The Sound of Music puppet play

 

Julie Andrews image

Naturally, I had to share this with the godson.  Even a couple months shy of three years, he was all about "The Lonely Goatherd" and of course the puppet show.  He was happy to watch it ten times consecutively, studying the song and the movements.  I'm pleased to have a bit of video of his rapt attention, and imitations of the puppet dance moves. Perhaps he'll get a goat costume for his birthday and get me some blackmail video to play for some nice girlfriend when he's in college.

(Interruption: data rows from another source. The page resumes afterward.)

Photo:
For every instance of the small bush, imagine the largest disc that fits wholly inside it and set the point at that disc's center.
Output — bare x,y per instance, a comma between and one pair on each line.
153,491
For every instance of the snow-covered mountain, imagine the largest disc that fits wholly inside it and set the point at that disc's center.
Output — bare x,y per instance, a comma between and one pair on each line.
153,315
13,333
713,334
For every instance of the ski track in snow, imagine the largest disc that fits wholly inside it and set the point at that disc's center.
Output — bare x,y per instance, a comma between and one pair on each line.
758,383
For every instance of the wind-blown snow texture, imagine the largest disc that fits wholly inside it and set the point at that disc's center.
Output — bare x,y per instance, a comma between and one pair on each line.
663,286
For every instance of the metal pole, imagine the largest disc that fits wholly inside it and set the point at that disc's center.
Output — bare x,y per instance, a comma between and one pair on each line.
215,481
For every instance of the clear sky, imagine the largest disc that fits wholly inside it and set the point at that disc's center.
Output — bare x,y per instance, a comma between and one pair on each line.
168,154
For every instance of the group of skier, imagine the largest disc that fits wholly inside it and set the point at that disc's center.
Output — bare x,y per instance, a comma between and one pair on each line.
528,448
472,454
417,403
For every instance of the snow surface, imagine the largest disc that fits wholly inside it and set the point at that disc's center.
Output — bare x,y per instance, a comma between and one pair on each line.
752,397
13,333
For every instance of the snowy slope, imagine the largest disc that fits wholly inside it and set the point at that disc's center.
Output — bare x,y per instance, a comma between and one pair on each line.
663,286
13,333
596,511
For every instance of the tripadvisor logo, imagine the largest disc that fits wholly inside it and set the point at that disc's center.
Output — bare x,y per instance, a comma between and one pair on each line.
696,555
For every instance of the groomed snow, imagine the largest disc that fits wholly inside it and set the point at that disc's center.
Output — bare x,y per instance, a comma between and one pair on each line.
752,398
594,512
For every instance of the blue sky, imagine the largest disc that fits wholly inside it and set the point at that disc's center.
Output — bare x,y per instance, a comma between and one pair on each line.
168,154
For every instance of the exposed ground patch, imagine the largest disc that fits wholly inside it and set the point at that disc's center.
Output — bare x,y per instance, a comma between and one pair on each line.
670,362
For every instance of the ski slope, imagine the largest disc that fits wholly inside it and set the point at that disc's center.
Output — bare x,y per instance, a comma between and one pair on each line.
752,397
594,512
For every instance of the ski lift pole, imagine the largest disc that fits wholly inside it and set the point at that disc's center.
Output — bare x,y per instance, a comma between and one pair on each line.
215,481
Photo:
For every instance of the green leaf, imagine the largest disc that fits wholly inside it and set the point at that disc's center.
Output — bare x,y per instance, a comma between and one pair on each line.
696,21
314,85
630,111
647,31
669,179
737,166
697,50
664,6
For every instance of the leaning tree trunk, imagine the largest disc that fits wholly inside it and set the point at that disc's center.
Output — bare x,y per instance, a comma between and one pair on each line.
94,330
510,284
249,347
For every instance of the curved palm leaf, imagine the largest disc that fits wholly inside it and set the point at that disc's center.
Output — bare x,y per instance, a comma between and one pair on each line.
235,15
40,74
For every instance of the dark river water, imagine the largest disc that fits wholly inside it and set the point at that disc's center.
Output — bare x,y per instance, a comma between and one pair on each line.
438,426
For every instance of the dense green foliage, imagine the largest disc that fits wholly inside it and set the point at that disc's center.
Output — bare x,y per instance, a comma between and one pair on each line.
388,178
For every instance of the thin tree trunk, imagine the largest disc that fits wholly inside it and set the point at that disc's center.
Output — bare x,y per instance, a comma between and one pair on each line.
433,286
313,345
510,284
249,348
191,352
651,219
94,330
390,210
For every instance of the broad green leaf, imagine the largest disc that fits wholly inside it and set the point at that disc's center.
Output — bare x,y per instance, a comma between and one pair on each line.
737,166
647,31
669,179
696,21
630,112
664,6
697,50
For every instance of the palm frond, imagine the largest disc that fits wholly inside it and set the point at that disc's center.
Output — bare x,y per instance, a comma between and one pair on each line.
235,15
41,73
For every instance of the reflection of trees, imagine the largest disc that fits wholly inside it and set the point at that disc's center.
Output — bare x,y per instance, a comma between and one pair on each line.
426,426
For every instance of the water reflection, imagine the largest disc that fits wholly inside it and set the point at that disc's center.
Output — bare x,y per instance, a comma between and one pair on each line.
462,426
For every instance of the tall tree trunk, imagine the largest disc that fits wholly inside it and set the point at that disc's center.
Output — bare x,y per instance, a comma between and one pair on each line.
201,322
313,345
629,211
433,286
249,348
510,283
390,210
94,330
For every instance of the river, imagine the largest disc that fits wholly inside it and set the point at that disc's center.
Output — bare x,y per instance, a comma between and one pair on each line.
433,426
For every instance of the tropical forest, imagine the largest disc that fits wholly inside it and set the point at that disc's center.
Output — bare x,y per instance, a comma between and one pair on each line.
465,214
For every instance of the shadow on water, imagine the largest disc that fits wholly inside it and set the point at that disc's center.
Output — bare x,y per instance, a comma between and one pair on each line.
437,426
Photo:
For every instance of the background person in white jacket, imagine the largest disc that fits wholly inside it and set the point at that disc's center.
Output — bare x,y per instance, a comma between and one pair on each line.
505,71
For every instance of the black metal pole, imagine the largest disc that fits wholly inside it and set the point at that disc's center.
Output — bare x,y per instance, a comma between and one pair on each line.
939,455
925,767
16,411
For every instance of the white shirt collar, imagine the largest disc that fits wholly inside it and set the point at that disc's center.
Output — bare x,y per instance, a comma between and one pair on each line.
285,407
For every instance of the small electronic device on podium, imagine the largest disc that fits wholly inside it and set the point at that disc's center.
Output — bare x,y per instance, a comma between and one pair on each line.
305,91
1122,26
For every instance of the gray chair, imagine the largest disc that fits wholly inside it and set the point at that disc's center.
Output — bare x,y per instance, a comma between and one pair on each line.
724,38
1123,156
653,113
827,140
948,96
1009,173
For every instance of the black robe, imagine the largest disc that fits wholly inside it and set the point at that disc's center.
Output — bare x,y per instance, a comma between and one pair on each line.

Somewhere in the middle of watching the boy engrossed in this display, I saw the profundity of play at work.  Playing in the sun truly rates as toward the higher end of meaningful human activity.  An extravagantly detailed piece of joyous whimsy like this is a high artifact of illuminating the human condition.  We deal with drama often just because we have to do it.  But the "good times and noodle salad" is the payoff, the truly meaningful stuff that you suffer through the rest of life to get to.  Stuff like watching the joy of discovery as a child starts unpacking the carton of whimsy of the von Trapp puppet show.

I'll just say that I've gotten more spiritual nourishment from Rodgers and Hammerstein than I ever did from any pronouncements of any pope.